At the Chinese companies we talked to, 89 percent of employees were African, adding up to nearly 300,000 jobs for African workers. Scaled up across all 10,000 Chinese firms in Africa, this suggests that Chinese-owned business employ several million Africans. Moreover, nearly two-thirds of Chinese employers provided some kind of skills training. In companies engaged in construction and manufacturing, where skilled labor is a necessity, half offer apprenticeship training.

Half of Chinese firms had introduced a new product or service to the local market, and one-third had introduced a new technology. In some cases, Chinese firms had lowered prices for existing products and services by as much as 40 percent through improved technology and efficiencies of scale. African government officials overseeing infrastructure development for their countries cited Chinese firms’ efficient cost structures and speedy delivery as major value adds.
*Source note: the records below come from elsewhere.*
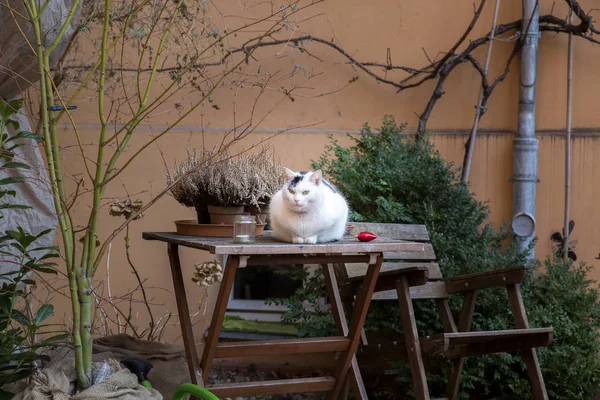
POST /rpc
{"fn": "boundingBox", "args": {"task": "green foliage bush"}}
[0,100,68,399]
[274,117,600,399]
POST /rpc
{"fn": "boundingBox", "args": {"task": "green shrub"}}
[0,100,68,399]
[276,117,600,399]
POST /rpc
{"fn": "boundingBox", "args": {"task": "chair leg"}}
[446,290,477,400]
[322,264,368,400]
[506,285,548,400]
[396,276,430,400]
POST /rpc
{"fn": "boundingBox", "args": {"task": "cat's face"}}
[283,168,323,212]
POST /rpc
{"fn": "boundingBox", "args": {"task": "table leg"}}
[200,255,240,385]
[167,243,202,385]
[321,264,368,400]
[325,254,383,400]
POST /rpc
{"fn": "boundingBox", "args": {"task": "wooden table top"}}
[142,232,424,256]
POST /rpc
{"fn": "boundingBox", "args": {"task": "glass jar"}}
[233,215,256,243]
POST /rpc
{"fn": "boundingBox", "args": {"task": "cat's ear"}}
[283,167,296,183]
[309,169,323,185]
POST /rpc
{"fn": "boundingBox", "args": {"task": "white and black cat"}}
[269,168,348,243]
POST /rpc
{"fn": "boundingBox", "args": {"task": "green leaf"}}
[35,228,53,239]
[7,99,24,115]
[11,309,31,326]
[35,304,54,326]
[40,333,71,346]
[0,176,25,186]
[6,119,21,131]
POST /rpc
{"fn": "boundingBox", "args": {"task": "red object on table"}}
[356,232,377,242]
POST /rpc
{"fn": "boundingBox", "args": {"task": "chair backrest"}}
[346,222,448,300]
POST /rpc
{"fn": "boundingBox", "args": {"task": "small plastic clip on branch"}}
[48,106,77,111]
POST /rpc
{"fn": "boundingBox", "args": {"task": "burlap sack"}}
[13,358,163,400]
[94,334,190,399]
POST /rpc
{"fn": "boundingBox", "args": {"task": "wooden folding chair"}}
[334,223,553,400]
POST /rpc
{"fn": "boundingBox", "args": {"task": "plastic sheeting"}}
[0,0,83,274]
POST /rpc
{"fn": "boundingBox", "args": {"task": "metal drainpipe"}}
[512,0,539,260]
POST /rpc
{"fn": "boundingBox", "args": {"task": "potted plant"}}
[166,147,283,233]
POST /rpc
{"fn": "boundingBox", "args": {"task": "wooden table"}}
[143,232,423,400]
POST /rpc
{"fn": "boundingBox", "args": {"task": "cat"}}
[269,168,348,244]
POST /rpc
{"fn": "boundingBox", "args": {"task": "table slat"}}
[206,376,335,397]
[215,336,350,358]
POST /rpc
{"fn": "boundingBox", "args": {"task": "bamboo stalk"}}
[563,4,573,262]
[461,0,500,183]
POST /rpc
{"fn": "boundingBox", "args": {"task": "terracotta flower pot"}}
[208,206,244,225]
[196,204,210,224]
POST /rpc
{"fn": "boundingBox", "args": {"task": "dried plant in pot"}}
[167,147,283,234]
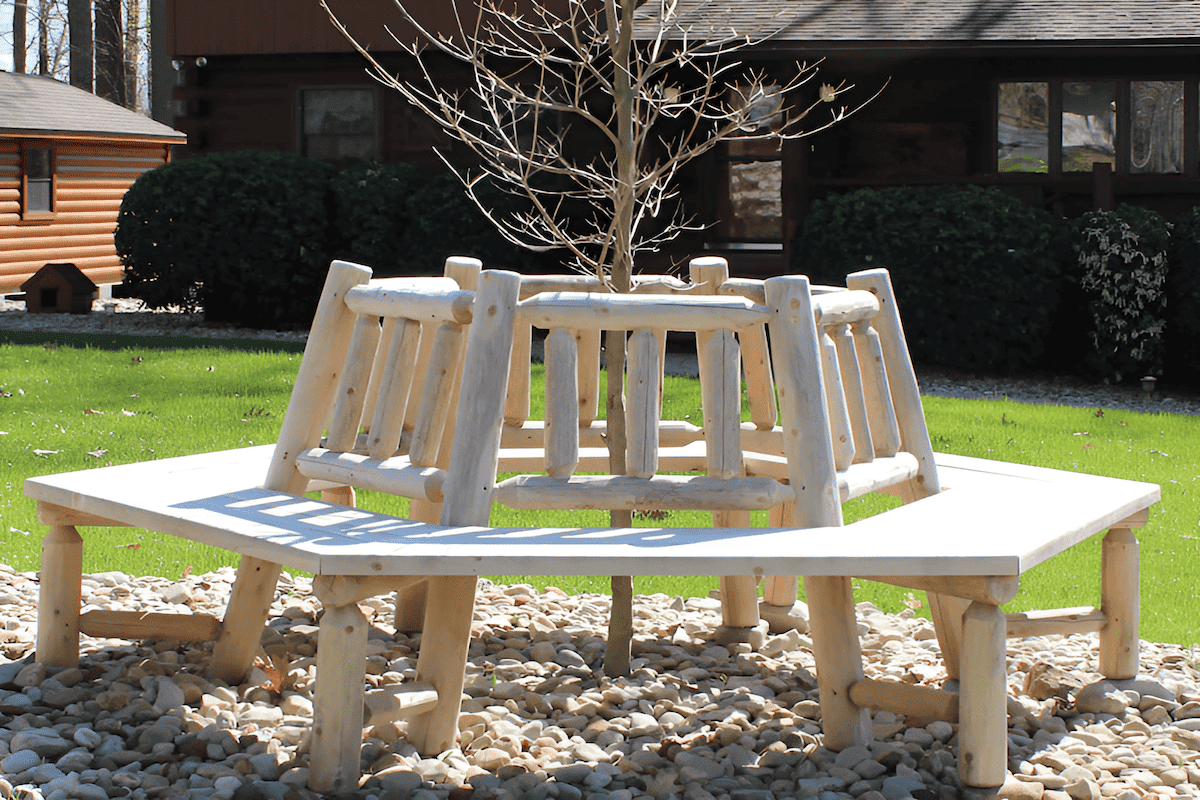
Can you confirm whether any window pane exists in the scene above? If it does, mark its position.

On balance, we believe that China’s growing involvement is strongly positive for Africa’s economies, governments, and workers. However, there are areas for significant improvement:

By value, only 47 percent of the Chinese firms’ sourcing was from local African firms, representing a lost opportunity for local firms to benefit from Chinese investment.

Only 44 percent of local managers at the Chinese-owned companies we surveyed were African, though some Chinese firms have driven their local managerial employment above 80 percent. Other firms could follow suit.

There have been instances of labor and environmental violations by Chinese-owned businesses. These range from inhumane working conditions to illegal extraction of natural resources including timber and fish.